Sunday, July 03, 2005
After my D&C, I became obsessed with getting pregnant again. I longed for that feeling inside my body. As my dear friend Addison said - "You need to get back on that horse woman!" And this is what I did.
Since this blog is an insight into what has happened, I need to go into some detail here. I don't think my husband and I ever thought there could be such a thing as too much sex. From all of the reading I had done, I found the overall consensus to be that it was supposed to be easy to get pregnant right after a miscarriage. You were supposed to have a ton of pregnancy hormones still running through your system. Through all my reading, I became quite the expert on everything to do with conceiving a baby. Some tips to the trying:
- Do not have sex every day, it can decrease your partners sperm count. This is a very important factor in the conception process (as some obsessive women like me may not realize.) Try to have sex every other day.
- Make sure you are charting your periods. The myth is that ovulation occurs at day 14. If you are having shorter than the typical 28 - 30 day cycles, this ovulation date can be as early as day 10 - 12.

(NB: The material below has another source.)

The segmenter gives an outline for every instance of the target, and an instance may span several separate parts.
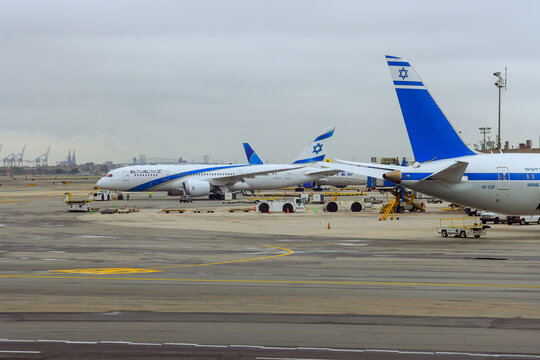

- Do not waste your money on ovulation tests. Those stupid things told me I ovulated one time in about six months (ovulation is not my problem.) The one time it said I was ovulating, we had more sex than we had ever had in our lives and there was still no baby.
- Cut out the alcohol, tobacco, illegal substances (not in my case - just to be clear to my family who is reading this.) All of these items can negatively impact your body.
- Take your prenatal vitamins - I cannot stress this enough. Even prior to conception. Any woman who is of conception age that may want to have children at some point in the future - TAKE YOUR VITAMINS!!!
Will and I did everything - from the tips above to just about standing on my head when the every other day event had finished taking place, we were doing it all.
At this point Will wanted to go back to the - "Let's see what happens" approach. To me this was not an option - we could not wait and see what happened. I NEEDED to be pregnant again. For those who know me as well, I am a Virgo. To be an infertile Virgo woman has to be the icing on the cake - it is a nightmare!! Virgo's have a plan and have control at all times. Having scheduled sex was not part of the plan!
Month after month, my periods continued as scheduled. At this point they were becoming slightly more irregular which was stressing me out. A few months came where day 29 came, no period and I was sure I was pregnant. My periods were just becoming more sporadic.
Since I have a pre existing condition of epilepsy, Dr. Bui was able to order many tests after the first miscarriage that they would typically not order until after two or three. We checked hormone levels, thyroid function etc. There was nothing wrong with me. This was a double edged sword in my mind. I didn't want to be dying, however, I wanted the doctor to say take this pill and this will never happen again. I was not so lucky!
In June, 2004, Will and I were still not pregnant and the house next door to us burned down. We were displaced for about 2 months and had to move in with my parents. Needless to say, baby making took a little break during this time. During this period, we were also considering moving to Atlanta. I was traveling back and forth across country. My last trip home was on my birthday, August 25, 2004, this day would become one of the most horrible days of my life.